To improve it though they then used an algorithm that had first been developed at Google called Word2vec. Word2vec looks at the contexts in which words occur, like the words’ syntactic roles within sentences and the words around them, and groups together words that tend to have similar contexts. So, for instance, if one paper contained the sentence “We heated the Titanium Tetracholoride to 500C,” and another contained the sentence “The Sodium Hydroxide was heated to 500C,” Word2vec would group “Titanium Tetracholoride” and “Sodium Hydroxide” together.
Using Word2vec all of a sudden the team were able to massively expand their training data set, and in the end they ended up being able to train it using not 100 paper, but 640,000.
However, in order to test the system’s accuracy they had to rely on the labelled data, since they had no criteria for evaluating its performance on the unlabelled data.
In those tests, the system was able to identify with 99 percent accuracy the paragraphs that contained recipes, and to label with 86 percent accuracy the words within those paragraphs.

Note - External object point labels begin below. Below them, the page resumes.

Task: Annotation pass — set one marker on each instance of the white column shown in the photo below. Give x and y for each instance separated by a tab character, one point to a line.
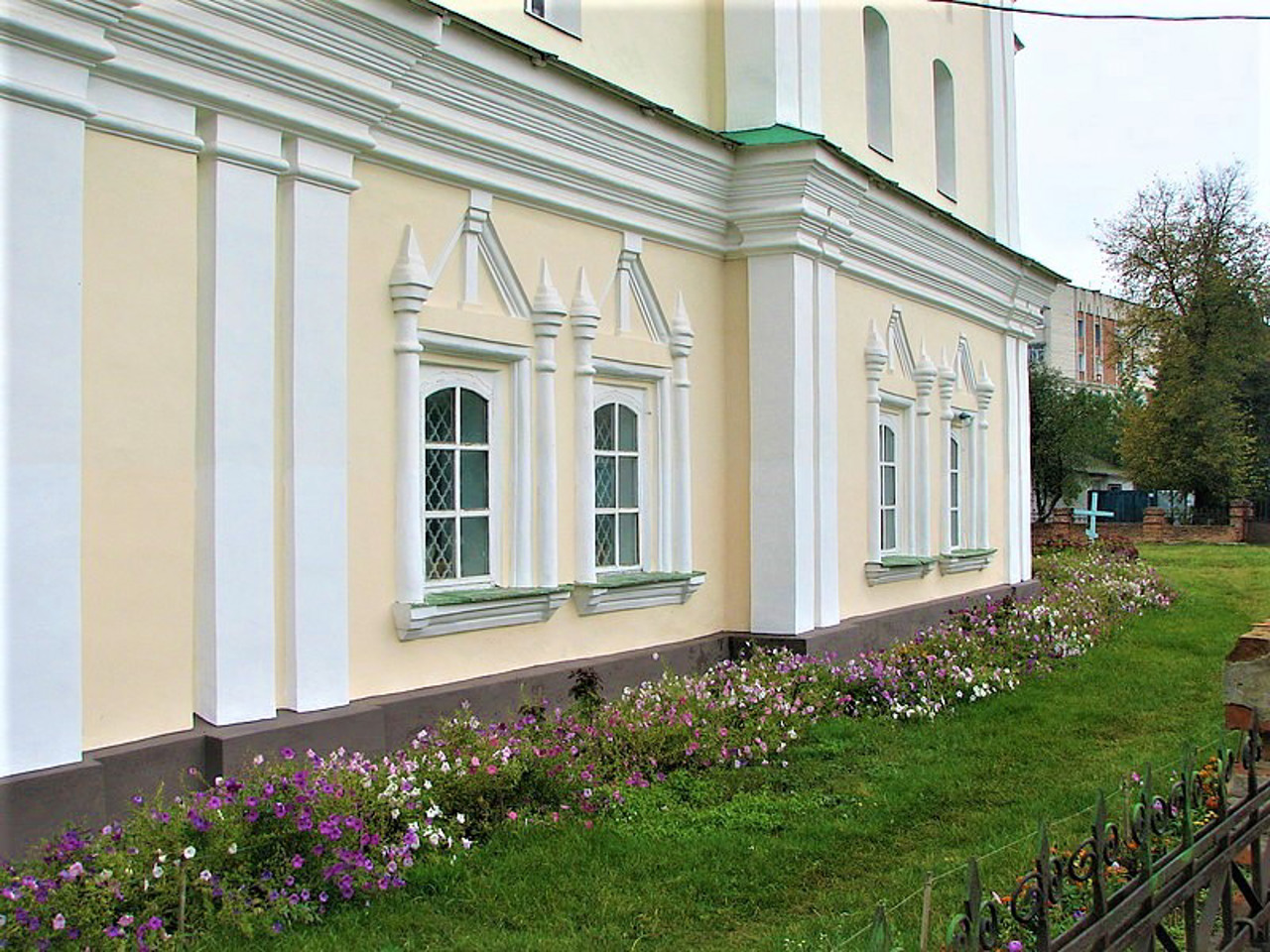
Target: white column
875	363
681	345
234	588
947	381
1002	126
549	313
409	287
781	443
584	316
1017	542
41	276
1023	525
982	477
826	417
772	55
924	376
313	348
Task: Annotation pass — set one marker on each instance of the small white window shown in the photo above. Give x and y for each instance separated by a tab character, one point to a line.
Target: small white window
878	81
945	131
617	488
890	490
562	14
456	486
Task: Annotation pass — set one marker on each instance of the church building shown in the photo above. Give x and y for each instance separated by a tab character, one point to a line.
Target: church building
363	350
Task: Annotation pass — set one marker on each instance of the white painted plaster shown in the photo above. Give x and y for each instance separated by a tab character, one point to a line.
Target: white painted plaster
234	594
41	272
781	443
313	361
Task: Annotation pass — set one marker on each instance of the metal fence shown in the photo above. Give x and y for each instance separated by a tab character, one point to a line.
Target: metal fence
1191	862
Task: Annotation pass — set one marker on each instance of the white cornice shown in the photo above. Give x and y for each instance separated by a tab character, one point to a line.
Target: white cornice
402	85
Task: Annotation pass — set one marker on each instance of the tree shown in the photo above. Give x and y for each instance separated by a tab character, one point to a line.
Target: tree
1070	428
1194	263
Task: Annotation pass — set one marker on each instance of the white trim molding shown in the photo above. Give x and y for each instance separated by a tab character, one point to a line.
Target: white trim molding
619	592
470	611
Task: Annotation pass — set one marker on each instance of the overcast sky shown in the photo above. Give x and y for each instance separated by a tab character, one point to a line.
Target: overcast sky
1105	105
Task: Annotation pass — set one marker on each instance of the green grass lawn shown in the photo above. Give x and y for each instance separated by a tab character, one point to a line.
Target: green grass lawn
798	857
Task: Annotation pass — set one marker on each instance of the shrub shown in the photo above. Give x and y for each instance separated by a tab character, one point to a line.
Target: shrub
289	838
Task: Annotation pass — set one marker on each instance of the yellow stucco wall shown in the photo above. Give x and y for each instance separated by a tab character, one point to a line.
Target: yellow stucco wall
919	36
940	331
668	53
385	204
139	439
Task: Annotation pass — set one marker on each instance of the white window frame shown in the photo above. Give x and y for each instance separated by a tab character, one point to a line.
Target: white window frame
897	413
489	385
638	402
566	16
878	93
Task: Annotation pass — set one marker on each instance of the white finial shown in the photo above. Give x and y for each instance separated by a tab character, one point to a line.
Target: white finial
409	284
548	301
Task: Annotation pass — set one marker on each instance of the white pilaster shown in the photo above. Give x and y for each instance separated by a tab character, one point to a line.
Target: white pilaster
313	349
681	345
41	421
1017	542
826	416
875	365
772	62
1002	126
783	443
584	316
549	313
234	590
982	476
947	382
924	376
409	287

The team now hope that further work will improve the system’s accuracy, and they’re now exploring a number of deep learning techniques that they hope could come up with new material recipes for new materials that aren’t mentioned in existing literature.
“This is landmark work,” says Ram Seshadri, the Fred and Linda R. Wudl Professor of Materials Science at the University of California at Santa Barbara, “the authors have taken on the difficult and ambitious challenge of capturing, using AI, strategies used for the preparation of new materials. The work demonstrates the power of machine learning, but it would be accurate to say that the eventual judge of success or failure would require convincing practitioners that the utility of such methods can enable them to abandon their more instinctual approaches.”
So who knows, as MIT and AI continue to push the boundaries we might one day soon see the emergence of new, previously unimaginable metamaterials, programmable materials and maybe even new self-healing materials, to name just a few, and since materials are at the heart of everything that mankind produces it’s quite easy to see how MIT’s work here could one day, quite literally, touch every person on Earth.